W3C home > Mailing lists > Public > www-zig@w3.org > August 2003

Re: Attribute Architecture -- new type?

From: Mike Taylor <mike@indexdata.com>
Date: Tue, 26 Aug 2003 16:13:48 +0100
To: azaroth@liverpool.ac.uk
Cc: www-zig@w3.org
Message-Id: <E19rfW0-0004Ht-00@auntie.miketaylor.org.uk>

> Date: Tue, 26 Aug 2003 15:32:45 +0100 (BST)
> From: Robert Sanderson <azaroth@liverpool.ac.uk>
> 
> > The _sole_ purpose of the anyWords/allWords attributes is so that
> > the client [...]
> 
> Which is great for Words, but potentially less great for other
> formats, in particular 'string' or 'exact' or whatever you want to
> call it.

Are you referring to Alan's concept of completeTerm?  allWords and
anyWords (or allTerms and anyTerm if you prefer) are meaningless when
used against a term of this type.

> > (Rob, I don't remember whether your CQL compiler has a back-end
> > that renders out to a Type-1 equivalent format such as PQF, but if
> > it does, you must have run into exactly this problem when trying
> > to generate Type-1 queries using BIB-1, which doesn't have
> > allWords/anyWords.  The CQL parser can't know how to break up the
> > multi-word search term -- it needs to pass it to the server, which
> > does know.)
> 
> Yep.  It splits it up with a convenient space separation.

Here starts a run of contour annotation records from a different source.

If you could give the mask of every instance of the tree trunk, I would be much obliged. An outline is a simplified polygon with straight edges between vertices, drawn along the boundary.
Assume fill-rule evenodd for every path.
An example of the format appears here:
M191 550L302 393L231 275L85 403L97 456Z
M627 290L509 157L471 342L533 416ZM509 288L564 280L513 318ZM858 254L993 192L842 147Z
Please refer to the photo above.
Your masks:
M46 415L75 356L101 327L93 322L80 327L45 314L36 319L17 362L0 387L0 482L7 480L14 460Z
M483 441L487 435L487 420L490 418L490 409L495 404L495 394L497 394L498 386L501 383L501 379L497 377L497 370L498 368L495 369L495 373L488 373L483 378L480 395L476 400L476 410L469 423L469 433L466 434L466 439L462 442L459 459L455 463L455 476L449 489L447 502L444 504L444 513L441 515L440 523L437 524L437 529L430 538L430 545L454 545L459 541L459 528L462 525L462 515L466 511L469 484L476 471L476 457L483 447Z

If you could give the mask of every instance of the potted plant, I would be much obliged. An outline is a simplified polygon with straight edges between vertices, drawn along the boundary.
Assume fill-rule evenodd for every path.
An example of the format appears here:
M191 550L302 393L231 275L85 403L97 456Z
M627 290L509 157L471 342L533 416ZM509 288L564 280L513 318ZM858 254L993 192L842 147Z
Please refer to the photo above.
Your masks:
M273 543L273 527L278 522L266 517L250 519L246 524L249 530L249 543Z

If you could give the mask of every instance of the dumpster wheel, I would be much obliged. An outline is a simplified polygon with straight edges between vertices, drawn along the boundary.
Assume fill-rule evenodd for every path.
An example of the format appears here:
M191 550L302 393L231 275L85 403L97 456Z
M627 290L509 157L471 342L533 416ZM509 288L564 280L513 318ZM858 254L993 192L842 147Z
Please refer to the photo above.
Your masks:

... which is wrong (although an acceptable hack in the current state
of things).  If the server indexes "yellow book-case" as two words and
I search for allWords "yellow book-case", then your CQL parser will
submit an AND search that CAN NOT succeed against that index (because
the server treats hyphens as word breaks).  That's why you need
allWords/anyWords attributes that leave the server to do the parsing.

> The current definition of 'string' is insufficient for use with any
> as there's no way to distinguish individual strings within the Term.

Quite!  Because only the server knows or _can_ know!

> I think it would be solved by one of the following:
> 
> * A numberOfTerms attribute with values of null/single/multiple/unknown.
>   Then at least the server will know that the term should be split up 
>   somehow or not, and do what it thinks is appropriate.  (Forget the exact 
>   number of terms suggestion)
> 
> * Change the definition of string to something that can be embedded within 
>   a Term.  Probably by saying the ""s are used to delineate a single 
>   string term within the query term and that non special " characters must 
>   be escaped with a \

These don't help at all.  They don't solve the problem, and the
"problem" doesn't need solving in the first place.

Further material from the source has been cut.